День, когда я встретил Разуваева Павла, был воскресный, тихий, задумчивый. Солнце неярко золотилось в кронах деревьев, и город был как мудрый человек. Я шагал по узкому тротуару мимо фонарных столбов, которые казались мне крепко вбитыми в тугую землю кольями золотоискателей, застолбивших все возможные ответы раз и навсегда. Я хорошо помню большую синюю машину, которая, вынырнув откуда — то из — за спины, резко затормозила, словно споткнулась, смирив бег огромных тяжелых колес, и они покатились неторопливо, как колеса детской коляски на Гоголевском бульваре, когда можно идти рядом и, точно четки, перебирать глазами мерно перекатывающиеся спицы.
— А я ведь уже полгода здесь, — рассказывал он мне, сбиваясь от восторга, — работаю… весной приехал.
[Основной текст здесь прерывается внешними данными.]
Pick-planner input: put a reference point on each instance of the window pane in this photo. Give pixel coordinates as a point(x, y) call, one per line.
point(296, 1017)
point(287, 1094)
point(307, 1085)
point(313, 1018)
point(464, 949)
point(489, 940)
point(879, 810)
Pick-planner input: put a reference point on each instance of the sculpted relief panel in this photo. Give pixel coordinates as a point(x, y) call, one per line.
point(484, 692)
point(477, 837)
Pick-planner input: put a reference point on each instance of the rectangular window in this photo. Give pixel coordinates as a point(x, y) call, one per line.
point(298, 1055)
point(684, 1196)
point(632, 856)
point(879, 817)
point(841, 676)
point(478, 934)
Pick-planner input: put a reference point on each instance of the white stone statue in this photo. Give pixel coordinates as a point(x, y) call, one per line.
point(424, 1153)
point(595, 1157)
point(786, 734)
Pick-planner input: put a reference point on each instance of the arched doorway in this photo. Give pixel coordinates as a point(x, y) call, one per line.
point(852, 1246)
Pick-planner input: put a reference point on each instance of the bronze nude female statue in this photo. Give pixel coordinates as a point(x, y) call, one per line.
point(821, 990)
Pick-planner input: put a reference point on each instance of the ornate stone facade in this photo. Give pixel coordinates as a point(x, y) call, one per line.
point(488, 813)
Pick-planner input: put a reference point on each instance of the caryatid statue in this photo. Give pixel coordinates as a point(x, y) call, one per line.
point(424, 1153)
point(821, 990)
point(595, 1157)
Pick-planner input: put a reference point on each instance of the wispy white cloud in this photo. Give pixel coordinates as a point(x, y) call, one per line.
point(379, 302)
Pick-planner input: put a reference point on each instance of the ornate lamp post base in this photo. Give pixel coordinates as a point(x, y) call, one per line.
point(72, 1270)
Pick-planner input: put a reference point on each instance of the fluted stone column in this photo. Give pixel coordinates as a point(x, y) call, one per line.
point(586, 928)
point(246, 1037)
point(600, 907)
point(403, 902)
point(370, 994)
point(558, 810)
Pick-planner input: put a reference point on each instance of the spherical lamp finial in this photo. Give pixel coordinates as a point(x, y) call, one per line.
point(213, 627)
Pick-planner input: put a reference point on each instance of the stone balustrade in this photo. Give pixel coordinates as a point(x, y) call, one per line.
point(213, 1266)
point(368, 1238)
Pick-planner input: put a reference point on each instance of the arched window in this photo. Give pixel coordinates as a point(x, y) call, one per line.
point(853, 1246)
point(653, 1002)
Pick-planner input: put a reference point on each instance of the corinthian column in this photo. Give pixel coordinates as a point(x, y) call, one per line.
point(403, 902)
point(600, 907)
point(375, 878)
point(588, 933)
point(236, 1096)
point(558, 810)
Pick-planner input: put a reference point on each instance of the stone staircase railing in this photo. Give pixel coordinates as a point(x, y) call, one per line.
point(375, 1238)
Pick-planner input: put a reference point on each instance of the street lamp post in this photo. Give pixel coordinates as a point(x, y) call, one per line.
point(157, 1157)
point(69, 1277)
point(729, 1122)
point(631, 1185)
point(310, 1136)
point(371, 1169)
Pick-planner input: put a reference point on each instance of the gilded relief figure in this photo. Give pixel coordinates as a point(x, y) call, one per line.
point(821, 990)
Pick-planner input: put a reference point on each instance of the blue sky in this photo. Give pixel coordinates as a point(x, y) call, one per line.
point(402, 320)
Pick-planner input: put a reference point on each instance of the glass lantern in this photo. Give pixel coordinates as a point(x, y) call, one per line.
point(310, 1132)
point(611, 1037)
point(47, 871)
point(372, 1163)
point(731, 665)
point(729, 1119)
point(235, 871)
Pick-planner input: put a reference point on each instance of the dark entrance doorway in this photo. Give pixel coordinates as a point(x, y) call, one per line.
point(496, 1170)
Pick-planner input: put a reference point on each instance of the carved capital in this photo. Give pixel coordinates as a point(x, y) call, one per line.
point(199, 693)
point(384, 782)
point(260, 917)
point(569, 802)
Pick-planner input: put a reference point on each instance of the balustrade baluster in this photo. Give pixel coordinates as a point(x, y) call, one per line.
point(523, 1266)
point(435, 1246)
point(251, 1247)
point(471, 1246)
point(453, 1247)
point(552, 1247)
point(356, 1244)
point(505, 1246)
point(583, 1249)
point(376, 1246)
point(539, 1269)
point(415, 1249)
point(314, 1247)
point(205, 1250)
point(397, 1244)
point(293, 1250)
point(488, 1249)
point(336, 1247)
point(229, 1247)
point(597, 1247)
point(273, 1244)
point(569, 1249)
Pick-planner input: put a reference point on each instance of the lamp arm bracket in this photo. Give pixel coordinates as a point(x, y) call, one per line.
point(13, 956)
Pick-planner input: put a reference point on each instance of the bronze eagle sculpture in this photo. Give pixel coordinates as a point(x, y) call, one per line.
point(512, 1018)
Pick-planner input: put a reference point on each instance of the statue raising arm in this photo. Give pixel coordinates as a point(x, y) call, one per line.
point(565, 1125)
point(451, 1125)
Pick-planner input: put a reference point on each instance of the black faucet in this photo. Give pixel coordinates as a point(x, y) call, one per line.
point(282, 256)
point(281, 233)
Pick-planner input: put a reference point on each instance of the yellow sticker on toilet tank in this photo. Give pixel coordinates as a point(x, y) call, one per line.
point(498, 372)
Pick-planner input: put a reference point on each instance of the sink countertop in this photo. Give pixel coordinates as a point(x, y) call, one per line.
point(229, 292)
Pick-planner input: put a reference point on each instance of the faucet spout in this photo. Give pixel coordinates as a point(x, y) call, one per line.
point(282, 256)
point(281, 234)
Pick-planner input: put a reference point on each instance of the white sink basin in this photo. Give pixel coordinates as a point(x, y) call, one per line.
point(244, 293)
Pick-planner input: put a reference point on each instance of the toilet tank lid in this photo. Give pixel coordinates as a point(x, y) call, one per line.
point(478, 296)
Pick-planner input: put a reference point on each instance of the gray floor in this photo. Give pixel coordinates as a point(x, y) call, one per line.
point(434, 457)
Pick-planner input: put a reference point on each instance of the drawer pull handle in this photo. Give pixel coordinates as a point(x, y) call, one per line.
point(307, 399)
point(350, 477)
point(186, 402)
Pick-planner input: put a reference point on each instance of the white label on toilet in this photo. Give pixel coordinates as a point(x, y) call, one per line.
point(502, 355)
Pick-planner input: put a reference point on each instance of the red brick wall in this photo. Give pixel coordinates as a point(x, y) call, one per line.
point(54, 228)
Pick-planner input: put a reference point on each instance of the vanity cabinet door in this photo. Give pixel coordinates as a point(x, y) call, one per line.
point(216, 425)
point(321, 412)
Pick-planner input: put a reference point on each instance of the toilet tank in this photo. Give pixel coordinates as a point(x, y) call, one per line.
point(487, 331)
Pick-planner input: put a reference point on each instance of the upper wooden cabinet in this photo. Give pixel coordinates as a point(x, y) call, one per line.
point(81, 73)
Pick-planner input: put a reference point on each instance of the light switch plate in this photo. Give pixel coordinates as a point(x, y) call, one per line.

— Где работаешь? — спросил я.
— Да, — махнул он рукой, — занимаюсь кое — чем. Адрес твой потерял, понимаешь, а у вас тут даже справочного ни одного не осталось, такие дела. Ты за хлебом? Пойдем зайдем. Жди, Чапа, — сказал Павел кому — то внутрь своего никелированного чуда, похожего на бронетранспортер.
Я накупил на удивление черствых булок, и мы зашагали обратно к подъезду. Черная машина сопровождала нас слева, точно луна в известном романсе, потом припарковалась и замерла, целиком отразившись в луже, образ которой, по странной прихоти коммунальных служб, является для меня одним из самых ранних детских воспоминаний.
— Это кто же такой — Чапа? — спросил я в лифте.
— Это водитель мой, — объяснил Павел. — Чапа его зову.
— Как собаку.
— Мы, Петя, хуже собак. Разве не так?
— Пожалуй, — согласился я, чтобы никого не обижать.
В армейской дружбе есть что — то звериное и не требующее слов. Можно просто сидеть рядом и смотреть в разные стороны, ощущая при этом всю палитру общения. Он допил чай и еще раз внимательно обследовал мое жилище. Вместе с ним мои глаза не без некоторого удовлетворения проделали путешествие по голым стенам, пыльным и беспорядочным грудам книг, а оттуда к лампочке без абажура и к одежному шкафу, три створки которого были истыканы ножом, словно бедра святого Себастьяна стрелами злобных святотатцев, — путешествие, которое мои глаза свершали ежедневно по нескольку раз в минуты суровых раздумий.
Я отлично знал, что для него занятия, подобные моему, были чем — то вроде телевизионного сообщения, что английская королева родила пару мышат, а далай — лама принял крещение по православному обряду, и — подозреваю — если бы не некоторые обстоятельства нашей совместной двухгодичной повинности, он бы недоумевал, как, зачем и для чего такие люди вообще живут на свете. Думаю, ничего против он не имел, потому что нельзя же быть против травы, которая произрастает далеко от твоей газонокосилки; к тому же волки червей не едят. С другой стороны, зная меня, он невольно допускал, что те занятия, которым я предаюсь, могут иметь какой — то смысл — пусть даже и самый ничтожный, однако вникать в него — значило совершать преступление против человеческой природы.